Small companies took a hit for health costs in 1999
Small companies took a hit for health costs in 1999
Small and mid-sized employers’ health benefits costs grew more steeply than those of larger employers in 1999, and the disparity is expected to widen this year, according to recently released data.
Employers with 10 to 999 employees saw their health benefits costs rise 8.5% last year, vs. a 7.2% increase for employers with 1,000 or more workers, the report said. The smallest businesses, employing fewer than 50 workers, shouldered 13% increases.
Marsh, a unit of the giant insurance brokerage Marsh & McLennan Companies (MMC), prepared the report, which is based on an annual survey by the benefits consulting firm of William M. Mercer, another MMC unit.
On average, mid-sized employers’ total health benefits costs rose to $3,836 per employee in 1999. Costs were highest in the Northeast, averaging $4,500 per employee, and lowest in the West, at $3,490 per person. Prescription drug costs shot up 14.5% among employers with 500 to 999 employees.
As the report notes, mid-sized employers have less bargaining clout with health plans than Fortune 1000 companies. In a flourishing economy, many cannot afford to trim back their health care benefits. In fact, employers sweetened benefits packages in 1999 to attract and retain workers, the report indicates.
Sixty-two percent, for example, offered dental coverage last year, compared with 58% in 1998.
With little opportunity to shed expenses, mid-sized employers are expecting their health benefits costs to rise by an average of 7.1% this year.
"In this environment, mid-sized employers need to sharpen their focus on cost-management tactics that don’t result in benefit reductions from the employees’ perspective," says Roger Edgren, head of Marsh’s employee benefits operations.
He says employers should be reviewing vendor choices, funding alternatives, and making subtle design changes, such as encouraging the use of generic prescription drugs. The report shows growth in HMO offerings and enrollment in 1999. HMO coverage cost an average of $3,055 per person, by far the least expensive option available to mid-sized employers, according to the report.
Half of all mid-sized employers in the survey offered preferred provider organizations in 1999, up from 48% in 1998. Point-of-service plans, by contrast, were offered by just 21% of employers, down from 23% in the prior year.
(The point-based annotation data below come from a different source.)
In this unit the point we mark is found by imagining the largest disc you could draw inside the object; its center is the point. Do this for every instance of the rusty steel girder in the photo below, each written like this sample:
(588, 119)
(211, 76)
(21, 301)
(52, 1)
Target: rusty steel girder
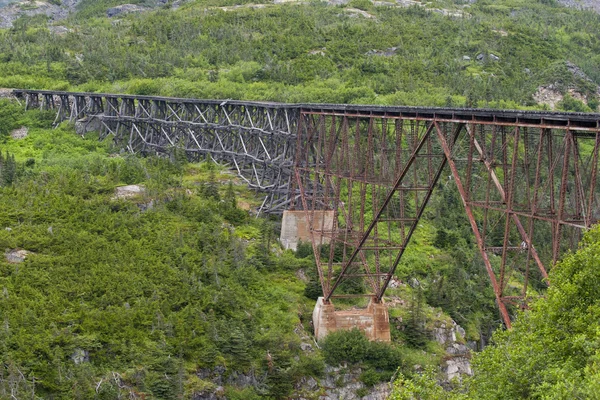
(527, 179)
(528, 186)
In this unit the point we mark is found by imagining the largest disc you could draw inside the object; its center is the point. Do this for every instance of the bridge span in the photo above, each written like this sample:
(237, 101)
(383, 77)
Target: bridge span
(363, 175)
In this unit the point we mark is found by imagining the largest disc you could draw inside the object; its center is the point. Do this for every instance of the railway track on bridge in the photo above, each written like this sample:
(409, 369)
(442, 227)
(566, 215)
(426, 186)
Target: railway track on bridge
(528, 180)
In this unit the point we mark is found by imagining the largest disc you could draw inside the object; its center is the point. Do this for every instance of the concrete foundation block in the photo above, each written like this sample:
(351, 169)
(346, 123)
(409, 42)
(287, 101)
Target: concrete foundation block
(295, 227)
(374, 321)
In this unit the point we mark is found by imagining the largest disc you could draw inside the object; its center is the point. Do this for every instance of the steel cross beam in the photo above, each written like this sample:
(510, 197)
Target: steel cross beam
(527, 179)
(528, 190)
(255, 139)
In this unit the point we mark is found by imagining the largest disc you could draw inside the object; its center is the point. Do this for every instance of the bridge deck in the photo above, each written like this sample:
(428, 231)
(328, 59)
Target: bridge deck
(550, 119)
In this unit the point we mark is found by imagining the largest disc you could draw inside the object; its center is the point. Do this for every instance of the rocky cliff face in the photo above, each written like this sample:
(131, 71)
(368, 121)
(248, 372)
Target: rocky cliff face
(13, 10)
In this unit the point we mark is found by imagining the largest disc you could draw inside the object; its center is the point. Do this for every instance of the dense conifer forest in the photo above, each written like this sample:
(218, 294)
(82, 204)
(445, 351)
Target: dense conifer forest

Another report says that despite rising costs and daily management hassles, few employers are prepared to pull the plug on their health benefits programs. The conclusion comes from benefits human resources firm William M. Mercer. Just 5% of the 276 major employers surveyed by Mercer’s consulting business say they have a high interest in getting out of the practice of providing health benefits. Merely 4% say they are highly likely to implement an exit strategy.
Rather, employers are embracing strategies to make their plans run more efficiently. Ninety-one percent of respondents are interested in Web-based "self-service" applications, such as using the Internet to help employees enroll in a health plan or choose a physician group. Almost all of them say they are likely to implement a self-service solution.
Yet many employers remain wary of "defined contribution," one of the most talked-about strategies in health benefits today. Only 45% of survey respondents are interested or moderately interested in such a strategy, while merely 8% report a high level of interest. Perhaps employers are hesitant to move ahead because of their lack of clarity on the issue, Mercer suggests. Survey respondents gave widely differing definitions of the term "defined contribution."
Some said the term describes an Internet-based health plan that includes an employer-funded savings account and catastrophic coverage. Others say it is a contribution strategy that gives employees a flat dollar amount to use with an employer-sponsored plan or to use as a voucher to buy coverage from an independent plan. Still others indicated that the strategy means limiting employers’ duties to managing and administering plans and allowing employees to buy their own plan.